Fig. 3. The eSonic2 stereo preamp controls the two pickups that sit at the end of the bridge and under the fingerboard.
Mahogany has always been one of my favorite tone woods because of the distinct sweetness it imparts to an acoustic guitar’s sound. Notes seem to bloom after the attack; highs sound clear without being strident; the bass comes through with punch without being too boomy.
These qualities make the DR-500MCE especially versatile for both fingerstyle and flat picking. Chords sound big and lush, arpeggios warm and woody, single notes bold and strong and with an abundance of rich overtones you’d normally expect from a guitar costing much more.
When you start with such a solid sonic foundation, the electronics’ job is made easier. Although it’s only one knob, the bridge pickup’s EQ did a nice job of taking some of the bite out of the tone.
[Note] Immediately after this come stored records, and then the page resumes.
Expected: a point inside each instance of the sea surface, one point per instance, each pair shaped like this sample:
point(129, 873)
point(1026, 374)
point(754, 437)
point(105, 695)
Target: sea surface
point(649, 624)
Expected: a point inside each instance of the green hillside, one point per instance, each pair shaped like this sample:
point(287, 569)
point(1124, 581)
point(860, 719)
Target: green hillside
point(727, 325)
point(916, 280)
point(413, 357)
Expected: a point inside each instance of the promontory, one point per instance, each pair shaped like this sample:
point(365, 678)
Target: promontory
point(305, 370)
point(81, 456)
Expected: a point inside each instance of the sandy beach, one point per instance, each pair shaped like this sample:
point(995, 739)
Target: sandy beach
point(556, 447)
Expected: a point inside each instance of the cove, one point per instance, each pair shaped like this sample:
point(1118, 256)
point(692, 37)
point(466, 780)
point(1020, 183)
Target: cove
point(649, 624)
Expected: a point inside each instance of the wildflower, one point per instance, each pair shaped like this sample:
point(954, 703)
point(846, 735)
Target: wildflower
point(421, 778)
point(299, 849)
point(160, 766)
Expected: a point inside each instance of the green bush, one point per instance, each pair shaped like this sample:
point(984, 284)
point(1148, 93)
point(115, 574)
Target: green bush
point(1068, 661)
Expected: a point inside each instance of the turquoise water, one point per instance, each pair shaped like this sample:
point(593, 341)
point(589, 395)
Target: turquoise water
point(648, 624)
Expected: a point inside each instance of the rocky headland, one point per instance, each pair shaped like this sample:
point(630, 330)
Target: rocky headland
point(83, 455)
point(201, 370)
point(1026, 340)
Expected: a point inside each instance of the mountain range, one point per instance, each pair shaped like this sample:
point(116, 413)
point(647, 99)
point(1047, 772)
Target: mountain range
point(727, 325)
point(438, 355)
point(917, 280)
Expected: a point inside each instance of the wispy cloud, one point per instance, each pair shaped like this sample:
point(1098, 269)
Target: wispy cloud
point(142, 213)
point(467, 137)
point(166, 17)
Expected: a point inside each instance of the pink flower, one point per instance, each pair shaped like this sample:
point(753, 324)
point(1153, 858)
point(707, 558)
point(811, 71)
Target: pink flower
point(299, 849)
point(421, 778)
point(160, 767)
It would be a fine pickup for most applications, but the addition of the NanoMag takes the DR-500MCE’s electronics to another level. Relatively mellow on its own, the NanoMag adds warmth and depth when mated to the piezo; because each has its own EQ, you can really refine the blend between the two.
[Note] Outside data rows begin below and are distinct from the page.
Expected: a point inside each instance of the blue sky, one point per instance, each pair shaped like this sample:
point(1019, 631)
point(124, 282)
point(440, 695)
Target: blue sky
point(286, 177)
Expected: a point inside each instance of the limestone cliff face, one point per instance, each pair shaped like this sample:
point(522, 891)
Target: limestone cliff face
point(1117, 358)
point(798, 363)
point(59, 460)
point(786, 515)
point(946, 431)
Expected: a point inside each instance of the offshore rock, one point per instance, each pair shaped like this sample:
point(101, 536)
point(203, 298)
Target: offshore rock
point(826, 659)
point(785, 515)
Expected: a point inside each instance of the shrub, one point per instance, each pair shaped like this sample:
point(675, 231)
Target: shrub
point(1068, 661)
In fact, the relative simplicity of the controls proved to be a real asset. With a couple of knob moves, I was able to dial up a tight bright sound ideal for rocking with a band; a deep, full-bodied tone that would work well for the solo singer/songwriter; and a mellow, intimate sound perfect for jazz.
The Epiphone Masterbilt DR-500MCE may look pretty enough to adorn a fine music room, but it’s also a hard working tool backed by Epiphone’s limited lifetime warranty (Shadow offers a five-year warranty on the electronics, as well).
Based solely on the quality of the materials and features, this guitar is a bargain. But ultimately, value can only be measured by the music you can make with an instrument. And the more I played the Epi, the more it revealed that this value went way beyond any price-per-feature ratio. I regularly perform solo acoustic material that puts a premium on tone and technique. With the gig on the line, I wouldn’t hesitate to leave some of my costlier guitars in the case in favor of the DR-500MCE.